Alors, imaginez la scène. Je suis assis à un café, un croissant à moitié mangé collé à ma joue (ne me jugez pas!), et je me remémore mes années de collège. Plus précisément, je me souviens avec une horreur délicieuse des pages de garde pour mes cahiers. Oui, les pages de garde d'art plastique... en 5ème! Ah, souvenirs, souvenirs…
La Page de Garde: Un Champ de Bataille Artistique (ou Pas)
En 5ème, on est censé maîtriser les subtilités de la Renaissance, n'est-ce pas? Euh, pas vraiment. On est plutôt occupés à essayer de ne pas mettre de la peinture partout et à comprendre pourquoi le prof nous demande de dessiner des pommes (sérieusement, pourquoi des pommes?!). La page de garde, c'était donc notre chance de briller... ou de se ridiculiser complètement.

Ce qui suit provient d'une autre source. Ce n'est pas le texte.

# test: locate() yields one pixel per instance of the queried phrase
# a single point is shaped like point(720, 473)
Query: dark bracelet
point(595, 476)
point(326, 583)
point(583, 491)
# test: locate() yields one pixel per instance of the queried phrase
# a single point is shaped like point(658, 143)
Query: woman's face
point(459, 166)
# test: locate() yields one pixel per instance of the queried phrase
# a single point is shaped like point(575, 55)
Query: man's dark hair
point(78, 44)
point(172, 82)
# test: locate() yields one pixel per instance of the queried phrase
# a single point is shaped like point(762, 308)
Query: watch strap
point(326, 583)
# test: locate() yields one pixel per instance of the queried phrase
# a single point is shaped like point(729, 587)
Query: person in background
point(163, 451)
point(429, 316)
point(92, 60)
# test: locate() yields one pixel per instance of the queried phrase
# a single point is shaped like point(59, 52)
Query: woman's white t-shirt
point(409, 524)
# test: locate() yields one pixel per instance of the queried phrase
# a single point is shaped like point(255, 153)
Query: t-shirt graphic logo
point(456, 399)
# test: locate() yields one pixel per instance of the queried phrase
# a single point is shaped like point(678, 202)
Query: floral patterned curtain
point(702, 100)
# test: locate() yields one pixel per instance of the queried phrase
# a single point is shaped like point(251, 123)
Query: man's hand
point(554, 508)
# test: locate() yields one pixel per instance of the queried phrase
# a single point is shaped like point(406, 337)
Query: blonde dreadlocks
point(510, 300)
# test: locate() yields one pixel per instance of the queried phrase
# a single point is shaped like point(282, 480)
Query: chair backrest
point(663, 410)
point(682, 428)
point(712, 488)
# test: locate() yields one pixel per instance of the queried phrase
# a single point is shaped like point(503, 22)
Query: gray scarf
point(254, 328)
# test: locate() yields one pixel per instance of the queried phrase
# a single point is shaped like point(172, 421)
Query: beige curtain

Disons simplement que l'art abstrait avait un tout autre sens quand on avait 12 ans.
Les Thèmes Incontournables (et les Catastrophes)
Il y avait quelques thèmes récurrents, des classiques indémodables. J'ai l'impression que chaque page de garde devait contenir au moins un des éléments suivants :
- Notre nom en lettres gothiques : Parce que, visiblement, on était tous des moines copistes en devenir. La moitié du temps, on manquait de place à la fin et on devait rétrécir les dernières lettres, ce qui donnait un effet... disons, "créatif".
- Un dégradé de couleurs improbable : Du rose fluo au vert caca d'oie, en passant par un orange qui pique les yeux. Le tout, réalisé avec des crayons de couleur qui avaient l'âge de Mathusalem.
- Des gribouillis abstraits : Parce que "l'art, c'est subjectif", n'est-ce pas? Ce qui voulait surtout dire qu'on pouvait dessiner n'importe quoi et prétendre que ça avait un sens profond.
Et bien sûr, les catastrophes. Le coup de pinceau raté qui transforme votre chef-d'œuvre en une bouillie informe. La feuille qui se déchire au moment crucial. La peinture qui sèche trop vite et qui donne un effet craquelé digne d'une momie égyptienne. Franchement, c'était du grand art, mais pas dans le bon sens du terme!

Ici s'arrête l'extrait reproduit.